On May 4, the NCAA Baseball Rules Committee approved the SEC’s request to implement a challenge system for balls and strikes for each game of this year’s conference tournament. The MLB is already doing this. College baseball teams will be afforded the right to challenge a called ball or strike and have it evaluated by an automated ball tracking system. Each team will be given three challenges.

“We have to get it right” is the mantra of those in support of this inhuman system. No set of teeth is more greatly gnashed than the abused canines of fans who endlessly groan about the quality of umpiring. Every defeat is the result of a questionable call. It’s a fan’s right to gripe, but blaming a loss on a bad call is a loser’s game. It’s the ultimate, unprovable “What if?” that keeps some fans awake at night.

Has anyone considered that the human shortcomings of umpiring is baked into the game’s charm? An important task of pitching and batting is understanding the umpire’s unique strike zone and working with the clay given. Batters, pitchers, managers all have the right to make their arguments – which can be entertaining. The crowd can even influence an umpire’s work by voicing displeasure. Why rob ourselves of one of the few things fans have the power to affect?

We keep trying to forcibly conform baseball into a generic off-the-rack experience. In the late 1960s, we decided that what baseball really needed was perfection. After all, it just wasn’t fair that a home run hit in Boston was a pop out in San Francisco. New stadiums were built in identical circular shapes, and playing fields adopted identical dimensions. By design, a home run clobbered in Pittsburgh or St. Louis was equal to one crushed in Philadelphia or Atlanta. The playing field was literally evened. And man was it boring. It wasn’t until the construction of Camden Yards in Baltimore before baseball reclaimed its idiosyncratic soul.

Perfection is dull.

You know what’s another human weakness? Making the same dumb mistakes. Instead of a cookie-cutter stadiums, we’re demanding a cookie-cutter strike zone – arbitrated by an algorithm whose only deities are ones and zeros. Forget booing a called strike, fans. Who are you booing at? A robot? You may as well boo a toaster.

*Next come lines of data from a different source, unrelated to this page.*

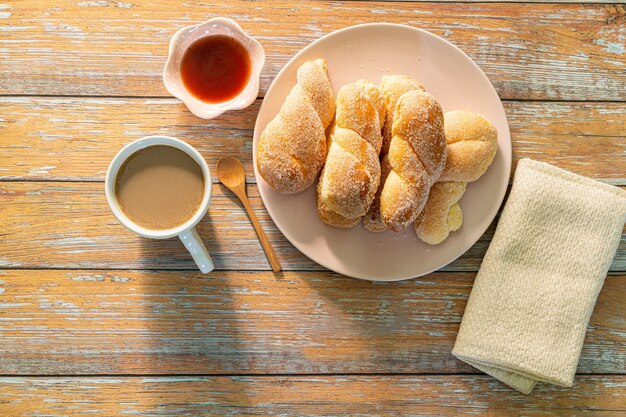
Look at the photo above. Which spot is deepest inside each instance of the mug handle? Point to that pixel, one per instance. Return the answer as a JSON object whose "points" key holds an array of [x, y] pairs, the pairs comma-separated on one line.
{"points": [[196, 248]]}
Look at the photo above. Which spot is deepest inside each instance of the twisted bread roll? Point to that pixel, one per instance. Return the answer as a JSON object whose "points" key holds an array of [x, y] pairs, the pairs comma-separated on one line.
{"points": [[373, 221], [472, 145], [351, 175], [417, 155], [442, 213], [393, 87], [292, 148]]}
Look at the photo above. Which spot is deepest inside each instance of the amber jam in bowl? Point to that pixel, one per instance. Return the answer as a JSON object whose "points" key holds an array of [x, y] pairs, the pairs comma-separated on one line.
{"points": [[214, 67]]}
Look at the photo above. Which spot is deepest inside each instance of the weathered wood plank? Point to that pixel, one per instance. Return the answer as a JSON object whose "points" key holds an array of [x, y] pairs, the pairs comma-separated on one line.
{"points": [[140, 322], [69, 225], [529, 51], [307, 396], [76, 138]]}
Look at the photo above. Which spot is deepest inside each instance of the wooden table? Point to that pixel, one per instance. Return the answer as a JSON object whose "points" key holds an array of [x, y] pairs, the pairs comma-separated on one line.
{"points": [[95, 320]]}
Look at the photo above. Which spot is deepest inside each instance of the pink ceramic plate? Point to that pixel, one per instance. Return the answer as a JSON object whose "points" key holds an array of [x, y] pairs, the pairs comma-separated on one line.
{"points": [[371, 51]]}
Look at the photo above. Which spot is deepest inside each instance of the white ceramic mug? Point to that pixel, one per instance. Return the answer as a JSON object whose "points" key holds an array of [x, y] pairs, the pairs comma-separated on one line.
{"points": [[186, 231]]}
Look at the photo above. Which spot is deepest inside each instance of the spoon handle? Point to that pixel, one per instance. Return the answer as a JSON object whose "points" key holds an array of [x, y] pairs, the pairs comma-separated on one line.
{"points": [[269, 251]]}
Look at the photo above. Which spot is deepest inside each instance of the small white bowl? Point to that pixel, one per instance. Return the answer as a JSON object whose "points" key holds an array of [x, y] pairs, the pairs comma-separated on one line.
{"points": [[188, 35]]}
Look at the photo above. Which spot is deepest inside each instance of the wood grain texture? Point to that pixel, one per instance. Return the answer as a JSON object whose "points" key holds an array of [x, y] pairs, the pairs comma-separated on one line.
{"points": [[358, 396], [529, 51], [140, 322], [76, 138], [69, 225]]}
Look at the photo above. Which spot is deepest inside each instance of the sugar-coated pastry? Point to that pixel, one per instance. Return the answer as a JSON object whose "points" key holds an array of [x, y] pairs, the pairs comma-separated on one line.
{"points": [[442, 213], [351, 175], [417, 155], [292, 147]]}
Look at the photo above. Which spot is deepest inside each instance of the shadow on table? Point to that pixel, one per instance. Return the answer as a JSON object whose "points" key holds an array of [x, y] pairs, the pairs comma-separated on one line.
{"points": [[393, 327]]}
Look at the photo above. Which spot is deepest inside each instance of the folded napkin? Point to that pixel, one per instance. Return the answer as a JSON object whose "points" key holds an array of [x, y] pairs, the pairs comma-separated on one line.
{"points": [[526, 317]]}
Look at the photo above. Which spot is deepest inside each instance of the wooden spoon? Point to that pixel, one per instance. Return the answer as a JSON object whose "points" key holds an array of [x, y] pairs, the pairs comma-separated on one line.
{"points": [[230, 173]]}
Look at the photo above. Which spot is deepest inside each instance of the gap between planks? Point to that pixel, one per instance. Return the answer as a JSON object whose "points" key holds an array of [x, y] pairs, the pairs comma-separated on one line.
{"points": [[261, 96]]}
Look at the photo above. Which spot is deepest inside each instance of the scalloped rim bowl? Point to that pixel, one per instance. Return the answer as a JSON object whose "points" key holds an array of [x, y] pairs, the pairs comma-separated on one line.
{"points": [[188, 35]]}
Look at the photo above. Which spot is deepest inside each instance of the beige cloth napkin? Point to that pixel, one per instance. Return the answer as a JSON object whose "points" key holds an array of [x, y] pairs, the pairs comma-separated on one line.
{"points": [[527, 314]]}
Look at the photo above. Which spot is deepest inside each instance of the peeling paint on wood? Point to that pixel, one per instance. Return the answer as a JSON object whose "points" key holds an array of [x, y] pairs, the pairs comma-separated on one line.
{"points": [[133, 322], [359, 396], [529, 51], [74, 138], [71, 226]]}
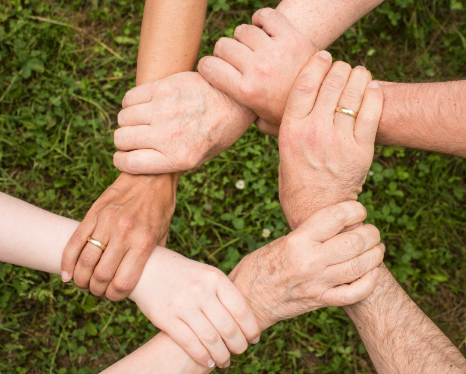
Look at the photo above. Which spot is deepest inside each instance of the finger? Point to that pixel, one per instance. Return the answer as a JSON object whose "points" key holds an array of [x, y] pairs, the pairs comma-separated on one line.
{"points": [[354, 292], [348, 245], [227, 327], [328, 222], [106, 268], [369, 115], [209, 336], [306, 87], [75, 246], [89, 258], [128, 274], [182, 335], [351, 98], [251, 36], [332, 88], [236, 54], [222, 76], [134, 137], [236, 305], [143, 161], [136, 115], [273, 22], [355, 268], [139, 95]]}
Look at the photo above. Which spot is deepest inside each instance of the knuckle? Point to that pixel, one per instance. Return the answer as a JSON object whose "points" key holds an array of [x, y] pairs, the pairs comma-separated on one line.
{"points": [[229, 329], [338, 213], [335, 82], [263, 69], [123, 285], [304, 84], [248, 91], [242, 310], [103, 275], [351, 95], [357, 242], [125, 224], [212, 337], [357, 268], [88, 259]]}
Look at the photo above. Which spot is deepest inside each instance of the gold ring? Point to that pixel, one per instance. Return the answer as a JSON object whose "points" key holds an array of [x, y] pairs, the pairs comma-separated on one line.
{"points": [[103, 247], [348, 112]]}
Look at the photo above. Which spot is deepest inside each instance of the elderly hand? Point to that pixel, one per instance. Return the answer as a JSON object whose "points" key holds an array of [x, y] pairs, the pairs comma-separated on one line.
{"points": [[131, 217], [258, 67], [312, 267], [176, 124], [324, 155]]}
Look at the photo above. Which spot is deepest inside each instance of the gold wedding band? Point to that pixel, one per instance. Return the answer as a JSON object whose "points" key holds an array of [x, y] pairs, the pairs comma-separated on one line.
{"points": [[348, 112], [103, 247]]}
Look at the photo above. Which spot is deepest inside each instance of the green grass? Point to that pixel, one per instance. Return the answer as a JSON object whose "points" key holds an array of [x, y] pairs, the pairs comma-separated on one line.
{"points": [[60, 91]]}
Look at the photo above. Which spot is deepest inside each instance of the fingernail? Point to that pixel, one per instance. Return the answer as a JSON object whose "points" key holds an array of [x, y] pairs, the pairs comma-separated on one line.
{"points": [[65, 277], [266, 11], [325, 55]]}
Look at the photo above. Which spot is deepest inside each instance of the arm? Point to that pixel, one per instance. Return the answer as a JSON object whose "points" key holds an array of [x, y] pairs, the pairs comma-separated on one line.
{"points": [[134, 214], [427, 116], [307, 279], [399, 337], [397, 334], [209, 120]]}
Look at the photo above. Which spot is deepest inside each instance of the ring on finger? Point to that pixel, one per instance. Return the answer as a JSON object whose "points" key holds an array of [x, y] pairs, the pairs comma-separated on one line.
{"points": [[98, 244], [348, 112]]}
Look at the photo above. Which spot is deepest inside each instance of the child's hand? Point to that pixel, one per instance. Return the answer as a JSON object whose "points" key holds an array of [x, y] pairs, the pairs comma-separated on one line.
{"points": [[325, 155], [258, 67], [197, 306]]}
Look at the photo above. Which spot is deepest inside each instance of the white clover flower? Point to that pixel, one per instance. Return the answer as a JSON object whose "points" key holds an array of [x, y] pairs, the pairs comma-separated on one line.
{"points": [[266, 233], [240, 185]]}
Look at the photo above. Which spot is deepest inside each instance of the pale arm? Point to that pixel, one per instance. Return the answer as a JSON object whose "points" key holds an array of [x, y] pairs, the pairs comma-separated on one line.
{"points": [[324, 21]]}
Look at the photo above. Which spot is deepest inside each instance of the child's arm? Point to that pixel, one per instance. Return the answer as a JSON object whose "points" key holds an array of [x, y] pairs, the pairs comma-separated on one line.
{"points": [[194, 303]]}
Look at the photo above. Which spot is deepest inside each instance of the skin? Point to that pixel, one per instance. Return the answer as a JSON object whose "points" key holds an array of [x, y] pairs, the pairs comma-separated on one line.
{"points": [[424, 116], [134, 214], [200, 121], [317, 264]]}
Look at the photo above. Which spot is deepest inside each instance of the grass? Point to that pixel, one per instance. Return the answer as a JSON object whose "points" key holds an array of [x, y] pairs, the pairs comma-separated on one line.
{"points": [[64, 68]]}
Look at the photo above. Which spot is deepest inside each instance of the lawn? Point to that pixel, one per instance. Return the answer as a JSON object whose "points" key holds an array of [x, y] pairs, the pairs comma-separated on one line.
{"points": [[64, 68]]}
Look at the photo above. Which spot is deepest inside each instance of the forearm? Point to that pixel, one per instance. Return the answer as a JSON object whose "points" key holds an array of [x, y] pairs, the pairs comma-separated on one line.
{"points": [[399, 337], [427, 116], [324, 21], [170, 38]]}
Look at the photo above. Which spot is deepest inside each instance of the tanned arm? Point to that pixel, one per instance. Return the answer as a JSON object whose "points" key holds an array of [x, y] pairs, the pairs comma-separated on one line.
{"points": [[399, 337], [429, 116]]}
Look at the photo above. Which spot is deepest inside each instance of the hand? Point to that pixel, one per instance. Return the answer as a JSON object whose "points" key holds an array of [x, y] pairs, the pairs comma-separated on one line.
{"points": [[311, 267], [258, 67], [197, 305], [176, 124], [324, 155], [131, 217]]}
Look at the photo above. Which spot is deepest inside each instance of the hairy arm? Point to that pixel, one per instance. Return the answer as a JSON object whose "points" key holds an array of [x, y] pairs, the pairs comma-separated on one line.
{"points": [[399, 337], [324, 21], [427, 116]]}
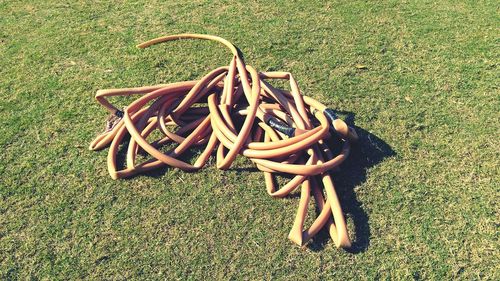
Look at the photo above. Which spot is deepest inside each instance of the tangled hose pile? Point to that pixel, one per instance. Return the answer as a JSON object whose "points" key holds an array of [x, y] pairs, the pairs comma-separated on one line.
{"points": [[235, 110]]}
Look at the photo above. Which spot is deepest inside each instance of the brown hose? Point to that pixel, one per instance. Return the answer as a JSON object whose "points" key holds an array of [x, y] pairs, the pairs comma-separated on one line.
{"points": [[235, 110]]}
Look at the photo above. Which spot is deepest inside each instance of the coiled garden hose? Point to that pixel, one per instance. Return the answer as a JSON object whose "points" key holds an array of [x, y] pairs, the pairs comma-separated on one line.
{"points": [[235, 110]]}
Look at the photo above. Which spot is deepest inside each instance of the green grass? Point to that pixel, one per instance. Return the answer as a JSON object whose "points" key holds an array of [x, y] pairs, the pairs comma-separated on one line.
{"points": [[420, 191]]}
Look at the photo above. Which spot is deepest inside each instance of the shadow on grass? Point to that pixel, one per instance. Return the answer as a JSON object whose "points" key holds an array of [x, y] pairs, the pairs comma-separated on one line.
{"points": [[366, 153]]}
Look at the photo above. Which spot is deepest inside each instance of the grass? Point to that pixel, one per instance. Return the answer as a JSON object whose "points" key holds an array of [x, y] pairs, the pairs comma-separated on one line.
{"points": [[420, 191]]}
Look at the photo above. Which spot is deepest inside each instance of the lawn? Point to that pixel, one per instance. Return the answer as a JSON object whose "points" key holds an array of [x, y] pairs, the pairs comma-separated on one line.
{"points": [[420, 190]]}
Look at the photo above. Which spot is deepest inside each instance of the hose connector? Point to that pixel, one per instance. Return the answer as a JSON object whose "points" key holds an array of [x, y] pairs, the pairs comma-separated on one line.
{"points": [[280, 126]]}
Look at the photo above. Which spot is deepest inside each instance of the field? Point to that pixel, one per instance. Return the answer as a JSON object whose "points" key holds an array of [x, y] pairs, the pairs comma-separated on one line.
{"points": [[419, 79]]}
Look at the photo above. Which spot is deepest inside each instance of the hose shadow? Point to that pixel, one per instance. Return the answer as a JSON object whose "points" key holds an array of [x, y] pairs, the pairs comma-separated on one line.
{"points": [[369, 151]]}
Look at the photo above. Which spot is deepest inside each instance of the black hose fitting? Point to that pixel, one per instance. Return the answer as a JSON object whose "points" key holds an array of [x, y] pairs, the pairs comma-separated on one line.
{"points": [[280, 126]]}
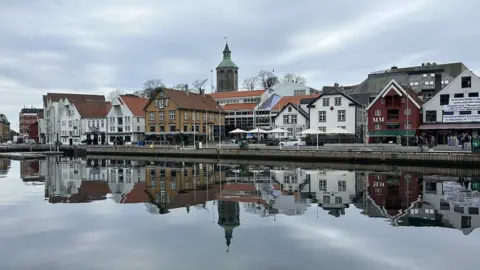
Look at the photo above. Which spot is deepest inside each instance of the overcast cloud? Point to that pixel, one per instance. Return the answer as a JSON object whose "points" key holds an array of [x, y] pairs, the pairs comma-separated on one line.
{"points": [[94, 46]]}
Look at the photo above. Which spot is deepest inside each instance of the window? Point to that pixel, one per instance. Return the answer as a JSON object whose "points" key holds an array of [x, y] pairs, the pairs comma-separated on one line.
{"points": [[342, 186], [444, 99], [338, 101], [431, 116], [341, 115], [171, 115], [466, 82], [322, 116], [326, 102]]}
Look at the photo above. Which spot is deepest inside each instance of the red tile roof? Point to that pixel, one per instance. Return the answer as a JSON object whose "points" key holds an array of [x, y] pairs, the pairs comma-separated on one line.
{"points": [[239, 106], [235, 94], [92, 109], [135, 104], [292, 99]]}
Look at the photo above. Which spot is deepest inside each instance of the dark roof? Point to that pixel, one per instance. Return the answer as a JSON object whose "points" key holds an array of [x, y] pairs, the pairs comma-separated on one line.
{"points": [[92, 109], [334, 91], [31, 110], [55, 97], [298, 108], [188, 100]]}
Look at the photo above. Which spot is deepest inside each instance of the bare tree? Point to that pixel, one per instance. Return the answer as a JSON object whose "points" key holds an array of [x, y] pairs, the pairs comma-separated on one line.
{"points": [[114, 94], [291, 77], [250, 83], [149, 88], [267, 79], [198, 85]]}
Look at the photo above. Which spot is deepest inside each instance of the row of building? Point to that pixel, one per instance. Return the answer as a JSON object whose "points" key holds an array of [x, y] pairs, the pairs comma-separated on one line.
{"points": [[436, 99]]}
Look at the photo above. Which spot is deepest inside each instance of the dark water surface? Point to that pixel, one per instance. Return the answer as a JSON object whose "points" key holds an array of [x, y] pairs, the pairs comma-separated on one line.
{"points": [[98, 214]]}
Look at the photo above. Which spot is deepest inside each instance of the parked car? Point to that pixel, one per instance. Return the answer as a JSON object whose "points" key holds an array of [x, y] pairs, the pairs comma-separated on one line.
{"points": [[292, 142]]}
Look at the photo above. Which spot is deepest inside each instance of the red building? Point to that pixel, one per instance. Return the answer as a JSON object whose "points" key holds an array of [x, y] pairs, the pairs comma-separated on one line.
{"points": [[396, 111], [28, 116]]}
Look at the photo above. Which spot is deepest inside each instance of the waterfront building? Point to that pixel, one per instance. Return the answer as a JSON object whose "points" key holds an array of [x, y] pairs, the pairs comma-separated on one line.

Of course, adjudicating balls and strikes is just the first step to removing human umpires entirely. After all, if AI can determine the strike zone, it can also determine whether or not a runner is caught stealing or if a pitcher commits a balk. Hooray for perfection! Perhaps we should strip human element from baseball – program machines to throw perfect pitches, and engineer robots to play shortstop. After all, errors are just as aggravating as blown calls, am I right? Why allow our day to be ruined by a right fielder losing the ball in the sun?

I’m sure the people who invented SkyNet had only the best intentions at heart. After all, when it comes to the fate of mankind, “We have to get it right.”